A Recipe for a Healthier Me
Updated: Jan 2, 2021
I think a lot of us are ready for a fresh start and are excited to say goodbye to 2020. Even though this year has been tough for many reasons, one positive that came out of it is my renewed health. Many of us scoff at new year's resolutions and might even get frustrated or annoyed with "resolutioners" when they crowd our gyms for a month or two until they go back to their old ways. However, there is nothing wrong with being resolute or resolved when it comes to your health and wellbeing. In fact, many of us can be very successful when we set realistic goals for ourselves. That's how my journey to a healthier me started.

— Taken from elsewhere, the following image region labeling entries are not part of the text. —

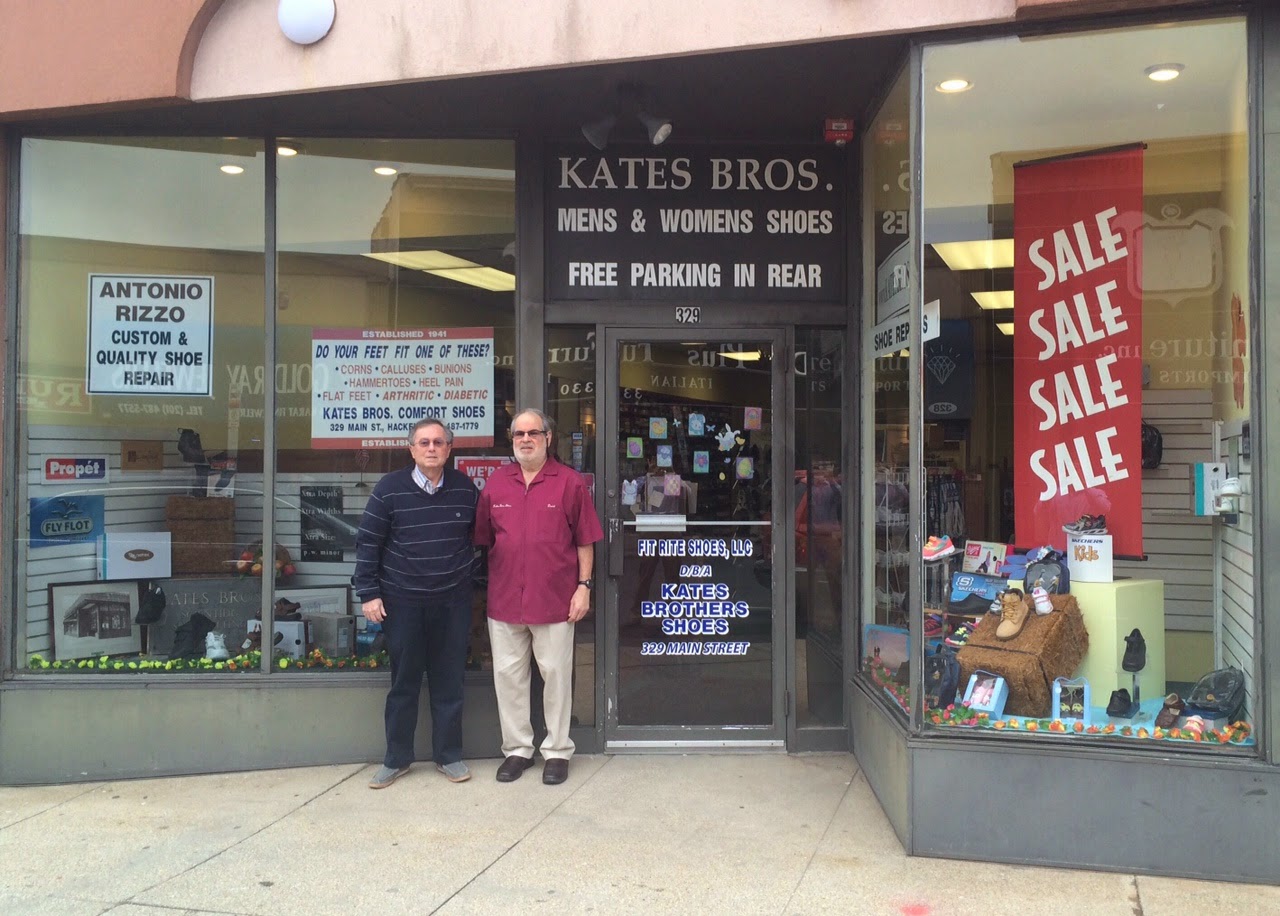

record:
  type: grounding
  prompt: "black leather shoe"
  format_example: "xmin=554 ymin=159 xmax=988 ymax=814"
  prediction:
xmin=1107 ymin=687 xmax=1134 ymax=719
xmin=488 ymin=754 xmax=534 ymax=783
xmin=543 ymin=757 xmax=568 ymax=786
xmin=1120 ymin=627 xmax=1147 ymax=672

I have always loved physical activity. Getting motivated to exercise has never been a problem for me. I know- this is where some of you will start rolling your eyes and groaning because finding motivation doesn't come easily for you. I think it has to do with not taking my ability for granted (because I've seen many other amputees struggle to be active) and wanting to prove to people that I'm capable of doing physically challenging things despite my limitations.
Likewise, eating healthy has never been a problem either. My mom taught me from a young age how to eat well. She shoved it down my throat (pun intended) that all the food on my plate should be different colors to ensure I had the proper nutritional balance. However, she didn't seem to care that our fruit was swimming in a can of syrup- haha. But all kidding aside, I am forever thankful that she taught me healthy eating habits.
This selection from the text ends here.